Two elements stand out in the provided material. First is the scale: the issue size discussed at ₹30,000–₹32,000 crore and valuation expectations of over ₹5 lakh crore would place it among the country’s largest offerings, if finalised at those levels. Second is the structure: an all-secondary sale changes how investors interpret the listing, since it does not inject fresh capital into the company but does broaden ownership and liquidity. The third is execution risk around timing, since the reports themselves point to ongoing deliberations and multiple possible windows. Until SEBI’s review is complete and final offer documents are filed, the market will likely treat the timetable as indicative rather than fixed.

Conclusion

NSE’s DRHP filing and planned investor meetings indicate momentum toward a long-awaited listing, with sources pointing to roadshows starting soon across major global hubs. The proposed IPO is described as an all-OFS sale of up to 14.89 crore shares, roughly 6% of equity, with issue size estimates around ₹30,000–₹32,000 crore and valuation expectations above ₹5 lakh crore. Next signals to watch will be SEBI’s observations on the DRHP and any formal announcement on the final launch window, price band and offer dates.

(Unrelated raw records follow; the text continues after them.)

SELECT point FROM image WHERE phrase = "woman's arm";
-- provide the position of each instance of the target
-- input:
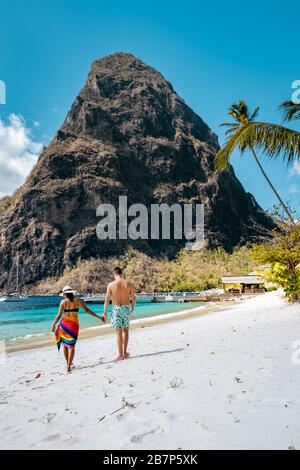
(87, 310)
(58, 316)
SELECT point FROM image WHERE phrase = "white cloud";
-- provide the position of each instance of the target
(18, 153)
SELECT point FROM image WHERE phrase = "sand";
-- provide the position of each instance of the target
(226, 380)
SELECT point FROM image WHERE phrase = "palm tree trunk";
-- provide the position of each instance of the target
(273, 188)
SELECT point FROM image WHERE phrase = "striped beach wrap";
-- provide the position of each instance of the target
(67, 332)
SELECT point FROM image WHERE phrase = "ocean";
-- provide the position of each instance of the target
(33, 318)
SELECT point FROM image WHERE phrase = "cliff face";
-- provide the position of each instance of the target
(127, 134)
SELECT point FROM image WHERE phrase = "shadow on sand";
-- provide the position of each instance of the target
(103, 363)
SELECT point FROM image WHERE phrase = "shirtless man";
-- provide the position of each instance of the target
(121, 291)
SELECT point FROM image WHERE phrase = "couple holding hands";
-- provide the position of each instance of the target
(120, 291)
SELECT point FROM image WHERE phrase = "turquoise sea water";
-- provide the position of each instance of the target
(35, 316)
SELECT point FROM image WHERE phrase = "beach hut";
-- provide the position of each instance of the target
(251, 284)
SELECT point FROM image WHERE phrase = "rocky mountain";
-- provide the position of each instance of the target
(127, 133)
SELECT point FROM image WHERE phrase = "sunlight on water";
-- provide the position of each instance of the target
(35, 316)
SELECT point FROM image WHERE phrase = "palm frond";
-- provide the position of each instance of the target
(272, 139)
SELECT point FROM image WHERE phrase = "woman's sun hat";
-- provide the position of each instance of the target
(68, 290)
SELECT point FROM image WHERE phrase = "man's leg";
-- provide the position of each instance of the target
(66, 353)
(125, 341)
(120, 343)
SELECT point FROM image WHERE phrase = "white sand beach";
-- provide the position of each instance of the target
(225, 380)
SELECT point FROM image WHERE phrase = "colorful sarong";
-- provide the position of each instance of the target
(67, 332)
(120, 316)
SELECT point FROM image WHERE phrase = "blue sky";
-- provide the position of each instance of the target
(213, 53)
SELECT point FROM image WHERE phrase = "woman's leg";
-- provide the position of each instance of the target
(70, 359)
(66, 353)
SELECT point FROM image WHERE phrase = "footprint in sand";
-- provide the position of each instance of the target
(52, 437)
(139, 437)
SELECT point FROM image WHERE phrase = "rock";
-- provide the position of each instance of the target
(127, 133)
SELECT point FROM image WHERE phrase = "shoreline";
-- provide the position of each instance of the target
(220, 377)
(38, 342)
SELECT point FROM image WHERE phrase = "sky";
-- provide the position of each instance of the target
(213, 53)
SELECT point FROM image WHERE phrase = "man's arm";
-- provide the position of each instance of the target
(107, 300)
(133, 298)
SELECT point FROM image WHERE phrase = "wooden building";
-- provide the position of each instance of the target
(243, 284)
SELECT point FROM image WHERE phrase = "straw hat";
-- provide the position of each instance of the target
(68, 290)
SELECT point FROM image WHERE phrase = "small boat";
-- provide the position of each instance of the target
(15, 297)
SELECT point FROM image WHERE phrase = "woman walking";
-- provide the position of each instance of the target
(67, 331)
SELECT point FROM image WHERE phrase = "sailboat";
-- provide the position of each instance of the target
(15, 296)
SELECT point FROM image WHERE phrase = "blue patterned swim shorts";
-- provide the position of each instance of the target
(120, 316)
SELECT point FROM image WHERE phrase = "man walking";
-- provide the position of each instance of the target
(121, 291)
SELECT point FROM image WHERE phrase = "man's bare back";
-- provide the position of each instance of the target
(122, 293)
(120, 290)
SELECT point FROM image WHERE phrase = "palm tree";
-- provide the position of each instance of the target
(291, 110)
(245, 133)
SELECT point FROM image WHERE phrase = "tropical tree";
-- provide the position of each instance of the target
(244, 133)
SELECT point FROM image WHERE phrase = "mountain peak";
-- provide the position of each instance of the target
(127, 134)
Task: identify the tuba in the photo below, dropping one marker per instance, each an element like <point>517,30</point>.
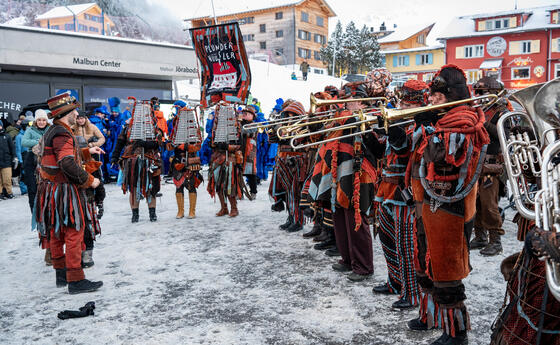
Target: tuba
<point>533,152</point>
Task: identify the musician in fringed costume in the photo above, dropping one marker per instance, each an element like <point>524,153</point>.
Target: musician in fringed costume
<point>488,223</point>
<point>185,166</point>
<point>343,179</point>
<point>289,174</point>
<point>141,166</point>
<point>225,174</point>
<point>451,160</point>
<point>61,209</point>
<point>395,207</point>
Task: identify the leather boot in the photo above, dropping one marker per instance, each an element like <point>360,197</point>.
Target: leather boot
<point>223,211</point>
<point>153,216</point>
<point>48,259</point>
<point>135,215</point>
<point>61,277</point>
<point>480,239</point>
<point>494,246</point>
<point>233,202</point>
<point>192,205</point>
<point>315,231</point>
<point>180,197</point>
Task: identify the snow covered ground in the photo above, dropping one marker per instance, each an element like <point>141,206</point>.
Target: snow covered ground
<point>212,281</point>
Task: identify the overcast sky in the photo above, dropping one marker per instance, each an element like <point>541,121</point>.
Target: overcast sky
<point>374,12</point>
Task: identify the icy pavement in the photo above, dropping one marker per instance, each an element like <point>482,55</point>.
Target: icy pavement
<point>212,281</point>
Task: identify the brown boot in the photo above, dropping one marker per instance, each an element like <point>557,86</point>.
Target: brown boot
<point>192,205</point>
<point>180,205</point>
<point>233,202</point>
<point>48,259</point>
<point>480,239</point>
<point>223,211</point>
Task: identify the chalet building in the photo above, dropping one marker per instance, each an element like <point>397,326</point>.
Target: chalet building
<point>286,33</point>
<point>519,47</point>
<point>407,54</point>
<point>84,18</point>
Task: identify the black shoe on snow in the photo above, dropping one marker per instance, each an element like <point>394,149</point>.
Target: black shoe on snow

Frequently Asked Questions

People familiar with the matter cited a September target, while another excerpt in the material suggests an Oct–Nov 2026 window between Navratri and Diwali.
The material says the offering will consist entirely of secondary share sales, meaning it is an offer for sale (OFS) by existing shareholders.
Existing holders plan to sell up to 148.9 million shares (14.89 crore), which the filing describes as about 6% of the company.
The reports cite an issue size around ₹30,000 crore, with some references to ₹30,000–₹32,000 crore and up to $3 billion, and valuation expectations above ₹5 lakh crore (up to ₹5.3 lakh crore).
The provided material lists the US, London, Singapore, Hong Kong, the Middle East and India as intended investor meeting locations.